Cette lecture serait quelque peu étonnante, voire choquante : cela signifierait que les juridictions administratives, compétentes sur ce sujet pour les salariés protégés, auraient une acception plus large de la mauvaise foi. Or, pas de bonne foi, pas de statut protecteur. In fine, les salariés protégés seraient donc moins bien lotis que les salariés non-protégés. Une telle bizarrerie interrogerait nécessairement.
Une autre lecture pourrait consister à voir, dans la décision du Conseil d’Etat, une définition de ‘la fausseté des faits’ telle que visée par la Cour de cassation. Pour dire les choses autrement, le fait que le salarié n’ait pas souhaité ou n’ait pas été en capacité de caractériser ses accusations par des éléments factuels précis serait de nature à établir ‘la fausseté’ de ses allégations. Il n’est pas certain que cette lecture soit la bonne ; elle parait néanmoins souhaitable pour des raisons d’équité entre les salariés protégés et les autres salariés. Et elle simplifierait quelque peu la situation pour ces employeurs qui font face à des ‘lanceurs d’alerte’ opportuns, plus nombreux depuis la Loi de mars 2022 (nous pensons à ces employés qui se déclarent soudainement lanceurs d’alerte au moment même où une procédure disciplinaire est engagée à leur encontre).
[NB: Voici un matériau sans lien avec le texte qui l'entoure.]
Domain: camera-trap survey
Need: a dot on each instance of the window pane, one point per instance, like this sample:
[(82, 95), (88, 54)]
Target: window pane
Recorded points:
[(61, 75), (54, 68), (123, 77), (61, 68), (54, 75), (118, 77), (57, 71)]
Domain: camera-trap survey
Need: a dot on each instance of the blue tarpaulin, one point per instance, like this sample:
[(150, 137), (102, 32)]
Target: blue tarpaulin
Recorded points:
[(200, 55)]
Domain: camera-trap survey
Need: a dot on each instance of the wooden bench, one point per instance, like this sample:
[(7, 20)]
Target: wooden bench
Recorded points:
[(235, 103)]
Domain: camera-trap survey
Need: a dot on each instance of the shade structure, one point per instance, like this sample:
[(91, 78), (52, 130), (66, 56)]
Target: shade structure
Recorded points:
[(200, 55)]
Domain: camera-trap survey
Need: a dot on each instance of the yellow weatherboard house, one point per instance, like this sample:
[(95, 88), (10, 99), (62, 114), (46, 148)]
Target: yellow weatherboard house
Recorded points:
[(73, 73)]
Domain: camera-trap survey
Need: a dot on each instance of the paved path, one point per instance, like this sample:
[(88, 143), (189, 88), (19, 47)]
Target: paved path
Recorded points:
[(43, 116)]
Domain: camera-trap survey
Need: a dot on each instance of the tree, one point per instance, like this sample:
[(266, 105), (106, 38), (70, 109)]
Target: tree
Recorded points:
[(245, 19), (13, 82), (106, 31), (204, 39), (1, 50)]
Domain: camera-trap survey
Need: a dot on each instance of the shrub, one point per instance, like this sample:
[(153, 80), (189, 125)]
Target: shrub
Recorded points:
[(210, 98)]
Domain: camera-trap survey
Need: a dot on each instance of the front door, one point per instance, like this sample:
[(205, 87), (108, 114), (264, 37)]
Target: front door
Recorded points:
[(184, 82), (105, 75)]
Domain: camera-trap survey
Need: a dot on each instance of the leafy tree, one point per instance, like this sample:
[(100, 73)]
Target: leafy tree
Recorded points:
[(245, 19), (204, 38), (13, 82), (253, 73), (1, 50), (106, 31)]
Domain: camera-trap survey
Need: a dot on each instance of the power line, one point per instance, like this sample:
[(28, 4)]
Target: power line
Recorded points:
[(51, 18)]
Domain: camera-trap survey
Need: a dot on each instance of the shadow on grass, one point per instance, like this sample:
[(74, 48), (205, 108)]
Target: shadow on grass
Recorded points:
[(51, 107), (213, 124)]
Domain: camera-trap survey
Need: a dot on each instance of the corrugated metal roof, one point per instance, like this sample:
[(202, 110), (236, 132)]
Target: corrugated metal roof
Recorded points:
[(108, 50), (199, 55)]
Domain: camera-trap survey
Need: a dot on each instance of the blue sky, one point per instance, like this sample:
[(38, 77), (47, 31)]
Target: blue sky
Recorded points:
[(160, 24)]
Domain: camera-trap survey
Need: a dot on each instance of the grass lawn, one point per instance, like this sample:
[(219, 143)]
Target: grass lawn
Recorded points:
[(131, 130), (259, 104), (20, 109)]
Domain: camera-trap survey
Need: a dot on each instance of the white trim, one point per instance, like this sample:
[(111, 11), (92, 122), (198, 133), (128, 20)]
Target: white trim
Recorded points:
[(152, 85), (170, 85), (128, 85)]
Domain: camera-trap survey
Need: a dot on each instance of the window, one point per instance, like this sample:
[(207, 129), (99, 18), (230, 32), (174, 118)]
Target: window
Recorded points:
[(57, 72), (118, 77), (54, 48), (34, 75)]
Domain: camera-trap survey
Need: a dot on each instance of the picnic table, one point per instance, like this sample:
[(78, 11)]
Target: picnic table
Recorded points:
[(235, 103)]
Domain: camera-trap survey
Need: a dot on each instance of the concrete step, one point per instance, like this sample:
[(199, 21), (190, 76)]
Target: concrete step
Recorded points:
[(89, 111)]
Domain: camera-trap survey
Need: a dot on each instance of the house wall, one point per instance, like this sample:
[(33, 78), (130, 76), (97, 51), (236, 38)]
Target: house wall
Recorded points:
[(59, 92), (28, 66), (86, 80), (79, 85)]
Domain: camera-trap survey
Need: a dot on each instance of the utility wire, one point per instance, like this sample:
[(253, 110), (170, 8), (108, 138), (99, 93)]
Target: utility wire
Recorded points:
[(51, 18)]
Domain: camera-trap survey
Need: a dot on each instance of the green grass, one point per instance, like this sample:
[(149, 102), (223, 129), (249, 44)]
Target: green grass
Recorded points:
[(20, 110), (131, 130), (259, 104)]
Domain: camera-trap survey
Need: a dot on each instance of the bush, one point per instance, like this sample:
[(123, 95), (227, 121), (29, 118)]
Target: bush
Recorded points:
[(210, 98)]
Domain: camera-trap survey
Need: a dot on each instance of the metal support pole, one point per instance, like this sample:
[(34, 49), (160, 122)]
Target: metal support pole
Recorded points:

Notons au passage que la rédaction de L.1132-3-3 évoque la notion de témoignage (« Aucune personne ayant témoigné…). Par définition, le témoignage désigne, au sens large, la déclaration par laquelle un individu fait état de sa connaissance personnelle d’un fait ou d’un événement. Sans élément factuel ou évènement précis, peut-on considérer qu’il y a témoignage ? Sans doute pas, et c’est peut-être aussi le fondement du raisonnement du Conseil d’Etat.
Nul doute que la Chambre sociale saisira une prochaine occasion pour préciser sa position à cet égard. Dans un souci de sécurité juridique, il faut du moins l’espérer. Car la protection des ‘vrais’ lanceurs d’alerte exige un régime clair et unifié.